Já Mandredo Manfredi, natural de Piacenza, onde nasceu em 16 de abril de 1889 e ali morreu em 13 de outubro de 1927, foi também arquiteto que começou seus estudos na Accademia di Belle Arti di Roma (Academia de Belas Artes de Roma) em 1880. Em 1884 ficou em segundo lugar no concurso de arquitetura para o monumento agora conhecido como o Altar da Pátria, em honra de Vittorio Emanuele. Quando o arquiteto vencedor Giuseppe Sacconi morreu em 1905, Manfredi, Gaetano Koch e Pio Piacentini foram nomeados para supervisionar a conclusão do monumento. No Brasil, tornou-se conhecido pela idealização do Monumento à Independência do Brasil, conjuntamente com o também italiano Ettore Ximenes.

Manfredi ajudou a fundar a ‘Scuola Superiore di Architettura’ em Roma, tendo sido seu diretor de 1908 a 1920. Ele também esteve envolvido na política, sendo eleito membro do Parlamento da Itália entre 1909 e 1919. (Fonte Vikipedia))

Monumento à Independência do Brasil, no Parque da Independência, em São Paulo-SP (Foto de Igor Rando / Wikipedia)

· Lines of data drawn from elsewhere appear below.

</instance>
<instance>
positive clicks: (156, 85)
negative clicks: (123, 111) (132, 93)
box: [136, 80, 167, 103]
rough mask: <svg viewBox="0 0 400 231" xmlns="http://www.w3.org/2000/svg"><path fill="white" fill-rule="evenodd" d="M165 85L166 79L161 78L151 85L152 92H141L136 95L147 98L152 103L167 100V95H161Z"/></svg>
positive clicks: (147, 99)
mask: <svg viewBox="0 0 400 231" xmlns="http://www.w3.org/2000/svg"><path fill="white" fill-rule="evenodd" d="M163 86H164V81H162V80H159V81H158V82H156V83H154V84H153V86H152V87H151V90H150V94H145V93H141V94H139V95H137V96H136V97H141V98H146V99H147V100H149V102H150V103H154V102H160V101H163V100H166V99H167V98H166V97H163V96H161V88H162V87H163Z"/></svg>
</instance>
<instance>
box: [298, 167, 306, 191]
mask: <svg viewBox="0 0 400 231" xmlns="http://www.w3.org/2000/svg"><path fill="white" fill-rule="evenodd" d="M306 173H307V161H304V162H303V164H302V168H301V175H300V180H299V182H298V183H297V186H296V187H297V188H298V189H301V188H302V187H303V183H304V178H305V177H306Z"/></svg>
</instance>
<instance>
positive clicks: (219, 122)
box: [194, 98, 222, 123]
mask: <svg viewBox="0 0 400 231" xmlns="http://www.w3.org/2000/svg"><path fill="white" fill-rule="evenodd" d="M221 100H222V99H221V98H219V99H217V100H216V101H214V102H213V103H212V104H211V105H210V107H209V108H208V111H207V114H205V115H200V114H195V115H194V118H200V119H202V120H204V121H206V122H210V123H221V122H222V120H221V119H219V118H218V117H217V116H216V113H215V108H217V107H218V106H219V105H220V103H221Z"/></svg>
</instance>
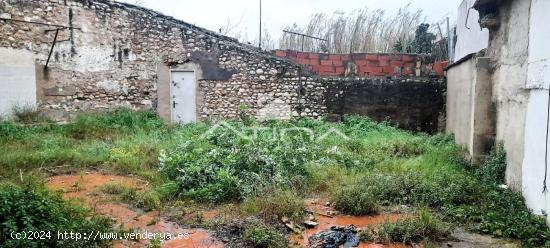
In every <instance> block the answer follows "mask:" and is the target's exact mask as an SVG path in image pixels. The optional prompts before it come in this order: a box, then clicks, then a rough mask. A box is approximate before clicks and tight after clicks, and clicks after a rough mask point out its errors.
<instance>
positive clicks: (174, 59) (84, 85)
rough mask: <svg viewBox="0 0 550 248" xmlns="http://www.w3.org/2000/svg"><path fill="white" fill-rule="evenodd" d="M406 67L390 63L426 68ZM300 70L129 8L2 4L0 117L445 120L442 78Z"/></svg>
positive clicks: (284, 61)
mask: <svg viewBox="0 0 550 248" xmlns="http://www.w3.org/2000/svg"><path fill="white" fill-rule="evenodd" d="M362 56H367V55H364V54H363V55H362ZM365 59H366V57H365ZM407 63H409V64H411V65H410V66H409V67H408V68H405V67H404V64H399V65H389V64H388V65H387V66H386V67H390V66H395V70H400V71H401V70H405V69H406V70H412V71H415V70H417V69H418V68H417V67H416V62H415V61H413V60H411V61H408V62H407ZM398 67H399V68H398ZM300 68H302V66H301V65H299V64H298V63H295V62H293V61H292V60H290V59H286V58H279V57H276V56H275V55H274V54H273V53H271V52H266V51H262V50H260V49H258V48H255V47H252V46H250V45H246V44H242V43H239V42H238V41H237V40H235V39H232V38H229V37H226V36H222V35H220V34H218V33H215V32H212V31H209V30H205V29H203V28H200V27H197V26H194V25H191V24H189V23H186V22H184V21H180V20H177V19H174V18H172V17H169V16H165V15H163V14H161V13H158V12H155V11H152V10H149V9H145V8H141V7H138V6H134V5H130V4H123V3H117V2H113V1H109V0H48V1H27V0H0V94H1V96H2V97H0V112H2V113H9V112H10V110H11V109H12V108H13V106H14V105H30V106H36V107H37V108H38V109H39V110H40V111H41V112H42V113H45V114H47V115H48V116H50V117H52V118H54V119H56V120H67V119H71V118H73V117H74V116H75V115H77V114H78V113H81V112H84V111H106V110H110V109H114V108H116V107H120V106H124V107H129V108H133V109H137V110H140V109H141V110H143V109H152V110H156V111H157V112H158V114H159V115H160V116H161V117H163V118H165V119H167V120H171V121H175V122H193V121H200V120H206V119H212V118H236V117H238V116H239V112H240V111H242V109H247V110H246V111H248V112H249V114H251V115H253V116H255V117H258V118H290V117H313V118H317V117H322V116H327V115H336V116H341V115H343V114H369V115H373V116H374V118H376V119H379V120H386V119H391V120H394V121H395V122H397V123H399V124H400V125H401V126H403V127H405V128H409V129H412V130H419V131H427V132H433V131H436V130H437V128H438V127H439V126H441V123H443V122H442V113H443V112H444V111H443V110H444V108H443V106H444V91H445V84H444V79H443V78H442V77H441V76H435V77H428V75H420V74H419V75H408V76H407V75H403V76H401V75H391V77H389V76H390V75H385V76H384V75H372V76H379V77H376V78H374V77H371V75H353V77H341V76H344V75H343V73H340V74H334V75H330V77H329V76H326V77H325V76H323V77H321V76H317V75H315V74H314V73H310V72H308V71H311V70H306V69H307V68H306V69H304V70H302V69H300ZM390 69H392V70H393V69H394V68H390ZM403 74H405V73H403ZM381 76H384V77H381ZM405 96H406V97H405Z"/></svg>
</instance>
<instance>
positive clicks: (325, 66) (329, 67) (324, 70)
mask: <svg viewBox="0 0 550 248" xmlns="http://www.w3.org/2000/svg"><path fill="white" fill-rule="evenodd" d="M321 72H335V69H334V66H321Z"/></svg>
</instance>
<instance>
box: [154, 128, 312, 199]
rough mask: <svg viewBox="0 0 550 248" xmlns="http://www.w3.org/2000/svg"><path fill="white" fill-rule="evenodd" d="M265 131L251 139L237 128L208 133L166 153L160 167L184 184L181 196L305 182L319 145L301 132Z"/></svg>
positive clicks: (198, 197) (235, 194)
mask: <svg viewBox="0 0 550 248" xmlns="http://www.w3.org/2000/svg"><path fill="white" fill-rule="evenodd" d="M234 125H235V126H237V127H238V128H241V127H243V126H239V125H241V124H239V123H235V124H234ZM243 128H246V127H243ZM259 135H260V136H259V137H256V138H254V139H248V138H244V137H241V136H239V135H236V134H235V133H234V132H232V131H227V132H224V131H223V130H217V132H214V133H210V134H208V133H207V135H206V137H204V139H195V140H192V141H191V140H188V141H186V142H185V143H183V144H182V145H180V146H179V147H178V148H177V149H175V150H172V151H169V152H168V153H163V154H161V158H160V161H161V168H160V170H161V172H163V174H164V175H165V176H167V177H168V178H170V179H172V180H174V181H175V182H177V183H178V184H179V186H180V190H181V195H183V196H186V197H190V198H193V199H196V200H199V201H209V202H220V201H235V200H242V199H243V198H245V197H246V196H249V195H254V194H255V193H256V192H258V191H261V190H262V189H264V188H270V187H282V188H292V187H294V186H296V185H295V184H294V183H295V182H299V181H304V180H303V179H305V177H306V176H307V170H306V168H305V165H306V163H307V162H309V161H311V160H312V159H313V158H314V156H315V155H317V152H318V146H317V145H316V144H314V143H313V142H311V141H310V140H309V138H308V137H303V136H301V135H295V136H287V137H284V139H283V138H282V137H276V138H274V137H271V136H270V135H269V134H265V133H261V134H259ZM299 177H301V180H300V179H299Z"/></svg>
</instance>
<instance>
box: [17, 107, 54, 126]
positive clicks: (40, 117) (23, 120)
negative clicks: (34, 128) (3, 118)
mask: <svg viewBox="0 0 550 248" xmlns="http://www.w3.org/2000/svg"><path fill="white" fill-rule="evenodd" d="M13 115H14V116H15V119H16V120H17V121H18V122H21V123H24V124H32V123H39V122H51V120H50V119H49V118H47V117H46V116H44V115H43V114H41V113H40V112H39V111H38V110H37V109H36V107H33V106H14V107H13Z"/></svg>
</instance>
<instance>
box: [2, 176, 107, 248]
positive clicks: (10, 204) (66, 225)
mask: <svg viewBox="0 0 550 248" xmlns="http://www.w3.org/2000/svg"><path fill="white" fill-rule="evenodd" d="M0 203H1V204H0V228H1V229H0V230H1V231H0V233H1V234H2V235H0V243H3V246H2V247H99V246H104V245H106V244H107V242H109V241H107V240H79V241H75V240H60V239H58V237H57V231H60V232H65V231H67V232H71V231H73V232H79V233H85V232H88V233H89V232H91V231H96V232H109V231H110V230H111V220H110V218H106V217H97V216H92V217H91V218H89V217H90V216H89V215H88V211H87V210H86V209H84V208H82V207H78V206H73V205H69V204H67V203H66V202H65V201H64V200H63V199H62V198H61V196H60V195H58V194H54V193H49V192H46V191H41V190H31V189H24V188H20V187H17V186H12V185H5V186H0ZM31 231H45V232H51V233H50V235H51V238H47V239H44V240H40V239H35V240H29V239H19V240H12V239H9V234H10V233H11V232H19V233H20V232H31Z"/></svg>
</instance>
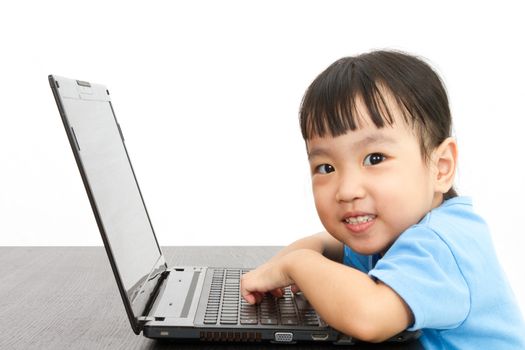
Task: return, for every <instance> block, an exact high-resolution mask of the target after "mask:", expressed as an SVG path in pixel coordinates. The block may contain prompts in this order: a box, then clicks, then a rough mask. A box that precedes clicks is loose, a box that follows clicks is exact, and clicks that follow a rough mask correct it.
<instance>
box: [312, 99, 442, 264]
mask: <svg viewBox="0 0 525 350" xmlns="http://www.w3.org/2000/svg"><path fill="white" fill-rule="evenodd" d="M359 107H360V105H359V103H358V111H359V110H360V111H363V109H362V108H359ZM390 110H391V111H392V112H393V114H394V117H395V118H394V119H395V121H394V124H393V125H392V126H385V127H384V128H381V129H378V128H377V127H376V126H375V125H374V124H373V123H372V122H371V120H370V118H369V117H368V115H367V114H366V113H365V112H362V113H361V116H362V122H363V123H361V124H362V126H361V128H359V129H357V130H355V131H349V132H347V133H346V134H344V135H341V136H337V137H330V136H326V137H315V138H312V139H309V140H308V141H307V149H308V156H309V161H310V167H311V170H312V186H313V193H314V199H315V205H316V208H317V212H318V214H319V217H320V219H321V222H322V223H323V225H324V227H325V228H326V230H327V231H328V232H329V233H330V234H331V235H332V236H334V237H335V238H337V239H338V240H339V241H341V242H343V243H344V244H346V245H348V246H349V247H351V248H352V250H354V251H356V252H358V253H360V254H367V255H368V254H376V253H381V254H384V253H385V252H386V250H388V248H389V247H390V246H391V245H392V243H393V242H394V241H395V240H396V239H397V237H398V236H399V235H400V234H401V233H402V232H403V231H404V230H406V229H407V228H409V227H410V226H412V225H414V224H416V223H417V222H419V221H420V220H421V219H422V217H423V216H424V215H425V214H426V213H427V212H428V211H430V210H431V209H433V208H435V207H437V206H439V204H440V203H441V201H442V194H441V192H437V191H436V190H435V186H434V178H435V177H436V170H434V169H433V167H432V166H430V165H428V164H427V163H426V162H425V161H424V160H423V158H422V156H421V151H420V145H419V139H418V137H417V136H416V134H415V132H414V131H413V129H412V128H411V127H409V126H408V125H407V124H406V122H405V121H404V120H403V117H402V116H401V114H400V111H399V110H398V109H396V108H392V107H391V108H390Z"/></svg>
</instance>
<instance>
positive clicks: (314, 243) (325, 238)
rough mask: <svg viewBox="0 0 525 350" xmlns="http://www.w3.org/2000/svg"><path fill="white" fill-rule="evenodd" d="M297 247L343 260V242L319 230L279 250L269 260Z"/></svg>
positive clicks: (270, 260)
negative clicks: (340, 241) (321, 231)
mask: <svg viewBox="0 0 525 350" xmlns="http://www.w3.org/2000/svg"><path fill="white" fill-rule="evenodd" d="M298 249H311V250H313V251H316V252H319V253H321V254H323V255H324V256H326V257H327V258H328V259H330V260H334V261H339V262H342V261H343V243H341V242H339V241H338V240H337V239H335V238H334V237H332V235H330V234H329V233H328V232H320V233H316V234H314V235H311V236H308V237H304V238H302V239H299V240H297V241H295V242H293V243H292V244H290V245H288V246H286V247H285V248H283V249H282V250H280V251H279V252H278V253H277V254H276V255H275V256H274V257H273V258H272V259H270V261H272V260H274V259H279V258H281V257H283V256H284V255H286V254H288V253H290V252H292V251H294V250H298Z"/></svg>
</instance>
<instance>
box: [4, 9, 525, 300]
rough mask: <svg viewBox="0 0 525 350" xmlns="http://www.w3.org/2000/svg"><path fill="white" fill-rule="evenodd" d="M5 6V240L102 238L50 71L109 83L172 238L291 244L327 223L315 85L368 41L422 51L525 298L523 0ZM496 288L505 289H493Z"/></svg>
mask: <svg viewBox="0 0 525 350" xmlns="http://www.w3.org/2000/svg"><path fill="white" fill-rule="evenodd" d="M11 3H12V4H11V5H6V2H3V3H2V5H0V38H1V40H0V47H1V49H0V50H1V53H0V63H1V64H0V73H1V75H0V101H1V102H0V121H1V123H0V166H1V168H0V169H1V170H0V245H101V240H100V237H99V234H98V231H97V227H96V224H95V221H94V218H93V215H92V212H91V209H90V207H89V203H88V200H87V197H86V194H85V191H84V188H83V185H82V182H81V179H80V176H79V174H78V170H77V167H76V164H75V161H74V158H73V155H72V153H71V150H70V146H69V144H68V142H67V138H66V135H65V133H64V130H63V126H62V124H61V121H60V118H59V115H58V112H57V108H56V105H55V102H54V100H53V97H52V94H51V91H50V88H49V86H48V81H47V75H48V74H58V75H62V76H66V77H71V78H76V79H82V80H87V81H92V82H97V83H102V84H106V85H107V86H108V87H109V90H110V92H111V94H112V100H113V103H114V106H115V112H116V115H117V118H118V119H119V122H120V123H121V125H122V128H123V132H124V135H125V137H126V142H127V147H128V151H129V153H130V156H131V158H132V161H133V165H134V167H135V170H136V174H137V178H138V180H139V182H140V185H141V189H142V192H143V195H144V197H145V200H146V204H147V207H148V210H149V212H150V214H151V218H152V221H153V224H154V228H155V230H156V232H157V235H158V239H159V241H160V242H161V244H162V245H285V244H287V243H289V242H291V241H292V240H295V239H297V238H299V237H301V236H304V235H306V234H310V233H313V232H316V231H319V230H321V229H322V226H321V224H320V223H319V221H318V219H317V216H316V212H315V209H314V205H313V200H312V197H311V193H310V178H309V173H308V165H307V161H306V154H305V146H304V142H303V140H302V138H301V135H300V131H299V126H298V108H299V104H300V101H301V98H302V95H303V92H304V90H305V89H306V87H307V86H308V85H309V83H310V82H311V81H312V80H313V79H314V78H315V77H316V75H317V74H318V73H320V72H321V71H322V70H323V69H324V68H326V67H327V66H328V65H329V64H330V63H332V62H333V61H335V60H336V59H338V58H340V57H342V56H348V55H354V54H359V53H361V52H365V51H369V50H371V49H380V48H392V49H401V50H405V51H407V52H410V53H414V54H418V55H420V56H423V57H425V58H427V59H428V60H429V61H430V62H431V64H432V65H433V67H434V68H435V69H436V70H437V71H438V72H439V74H440V75H441V76H442V78H443V80H444V81H445V84H446V86H447V89H448V92H449V96H450V102H451V108H452V113H453V118H454V121H455V136H456V137H457V140H458V142H459V149H460V162H459V173H458V177H457V188H458V190H459V192H460V193H461V194H465V195H470V196H472V197H473V199H474V204H475V208H476V210H477V211H478V212H479V213H480V214H482V216H483V217H485V218H486V220H487V221H488V223H489V225H490V226H491V228H492V231H493V239H494V244H495V246H496V249H497V252H498V254H499V257H500V259H501V263H502V265H503V266H504V269H505V270H506V272H507V275H508V277H509V279H510V280H511V283H512V285H513V288H514V291H515V294H516V295H517V296H518V298H519V300H520V303H521V308H522V310H523V309H524V307H525V285H524V282H523V278H524V276H525V273H524V272H525V267H524V266H525V264H524V263H523V262H522V261H521V257H522V256H523V254H522V250H523V247H524V245H525V237H524V236H525V235H524V233H525V230H524V228H523V224H522V220H521V219H523V217H524V213H523V209H524V205H523V200H524V198H525V186H524V185H523V180H524V179H525V171H524V166H523V151H524V150H525V141H524V140H525V137H524V126H525V123H524V112H523V100H524V97H523V96H524V92H525V89H524V88H523V86H524V85H523V84H524V81H525V69H524V64H525V55H524V45H523V33H524V32H525V24H524V21H523V10H521V8H520V7H518V5H517V3H518V2H517V1H516V2H515V3H514V2H508V1H498V2H497V5H496V2H495V1H494V2H492V3H485V4H482V3H480V2H472V3H471V4H470V5H469V4H463V3H460V2H454V3H452V2H446V1H439V2H434V3H425V4H422V2H420V1H395V2H394V1H317V2H312V1H259V2H253V1H251V2H250V1H238V2H232V1H224V0H221V1H206V2H203V1H188V2H175V1H149V2H144V1H140V2H138V1H128V2H122V3H119V2H111V1H87V2H86V1H84V2H77V1H63V2H56V1H16V2H11ZM495 287H497V286H495Z"/></svg>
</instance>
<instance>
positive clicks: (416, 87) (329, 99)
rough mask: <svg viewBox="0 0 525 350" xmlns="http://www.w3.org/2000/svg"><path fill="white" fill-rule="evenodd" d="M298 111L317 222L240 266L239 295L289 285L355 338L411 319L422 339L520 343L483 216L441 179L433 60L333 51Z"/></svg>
mask: <svg viewBox="0 0 525 350" xmlns="http://www.w3.org/2000/svg"><path fill="white" fill-rule="evenodd" d="M300 122H301V130H302V134H303V137H304V139H305V142H306V146H307V152H308V160H309V162H310V167H311V173H312V186H313V194H314V199H315V205H316V209H317V212H318V214H319V217H320V219H321V222H322V224H323V226H324V227H325V229H326V232H323V233H319V234H316V235H313V236H310V237H306V238H303V239H301V240H299V241H296V242H295V243H293V244H291V245H290V246H288V247H286V248H285V249H283V250H282V251H281V252H280V253H279V254H278V255H277V256H275V257H274V258H272V259H271V260H270V261H268V262H267V263H265V264H264V265H262V266H260V267H259V268H257V269H255V270H253V271H251V272H249V273H248V274H246V275H245V276H244V277H243V279H242V284H241V293H242V295H243V297H244V298H245V299H246V300H247V301H248V302H249V303H256V302H258V301H260V300H261V298H262V296H263V294H264V293H266V292H271V293H272V294H274V295H276V296H279V295H282V293H283V290H282V288H283V287H286V286H290V285H292V287H293V288H292V290H294V291H298V290H301V291H302V292H303V293H304V295H305V296H306V298H307V299H308V300H309V301H310V303H311V304H312V306H313V307H314V308H315V309H316V310H317V312H318V313H319V315H320V316H321V318H323V319H324V320H325V321H326V322H327V323H328V324H330V325H331V326H332V327H334V328H336V329H338V330H339V331H341V332H343V333H346V334H348V335H350V336H353V337H356V338H359V339H362V340H365V341H373V342H379V341H383V340H385V339H388V338H390V337H392V336H394V335H395V334H397V333H399V332H401V331H403V330H405V329H408V330H418V329H421V330H422V336H421V339H420V340H421V342H422V343H423V345H424V346H425V347H426V348H428V349H443V348H446V349H480V348H487V349H503V348H505V349H507V348H509V349H518V348H519V349H524V348H525V340H524V335H525V324H524V321H523V318H522V316H521V314H520V313H519V308H518V305H517V303H516V301H515V299H514V297H513V294H512V291H511V288H510V286H509V284H508V283H507V281H506V279H505V277H504V273H503V271H502V269H501V267H500V265H499V263H498V261H497V258H496V253H495V251H494V248H493V246H492V243H491V239H490V234H489V229H488V227H487V225H486V223H485V222H484V221H483V219H482V218H481V217H479V216H478V215H476V214H475V213H474V212H473V210H472V203H471V200H470V199H469V198H466V197H461V196H458V195H457V193H456V191H455V190H454V188H453V181H454V175H455V171H456V164H457V144H456V142H455V140H454V139H453V138H451V137H450V135H451V117H450V110H449V106H448V99H447V95H446V92H445V89H444V87H443V84H442V83H441V80H440V79H439V77H438V76H437V74H436V73H435V72H434V71H433V70H432V69H431V68H430V67H429V66H428V65H427V64H426V63H425V62H423V61H422V60H420V59H418V58H416V57H414V56H411V55H408V54H404V53H400V52H391V51H375V52H371V53H367V54H363V55H360V56H356V57H347V58H343V59H341V60H338V61H336V62H335V63H333V64H332V65H331V66H330V67H328V68H327V69H326V70H325V71H324V72H322V73H321V74H320V75H319V76H318V77H317V78H316V79H315V80H314V81H313V83H312V84H311V85H310V87H309V88H308V90H307V91H306V93H305V96H304V98H303V102H302V106H301V111H300Z"/></svg>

O Monumento à Independência – Em 1917, o Governo do Estado de São Paulo organizou um concurso, aberto à participação de artistas brasileiros e estrangeiros que apresentaram projetos e maquetes. O conjunto de maquetes foi exposto no Palácio das Indústrias. O projeto vencedor foi o do artista italiano Ettore Ximenes (1855 – 1926), cuja aprovação não teve a unanimidade da comissão, que estranhou a ausência de elementos mais representativos do fato histórico brasileiro a ser perpetuado. O projeto de Ximenes foi então alterado, com a inclusão de episódios e personalidades vinculados ao processo da independência, tais como: a Inconfidência Mineira (1789), a Revolução Pernambucana (1817), e as figuras de José Bonifácio de Andrada e Silva (1763 – 1838), Hipólito da Costa, Diogo Antonio Feijó e Joaquim Gonçalves Ledo, principais articuladores do movimento. O monumento, embora não concluído, foi inaugurado em 7 de setembro de 1922, ficando completamente pronto somente quatro anos depois.

Ao longo do tempo, o monumento sofreu vários acréscimos. Em 1953, começou a ser construída em seu interior a Cripta Imperial (ainda referida como capela), onde seriam depositados os despojos da Imperatriz Leopoldina, em 1954. Em 1972, consolidou-se a sua sacralização com a vinda dos despojos de D. Pedro I e, posteriormente, em 1984, dos restos mortais de Dona Amélia, segunda Imperatriz do Brasil.

No ano 2000 foi criado um novo espaço em seu interior, concebido pelo Departamento do Patrimônio Histórico, possibilitando acesso público às entranhas desta escultura comemorativa, bem como realização de exposições museológicas alusivas ao tema histórico. (Fonte: Governo SP).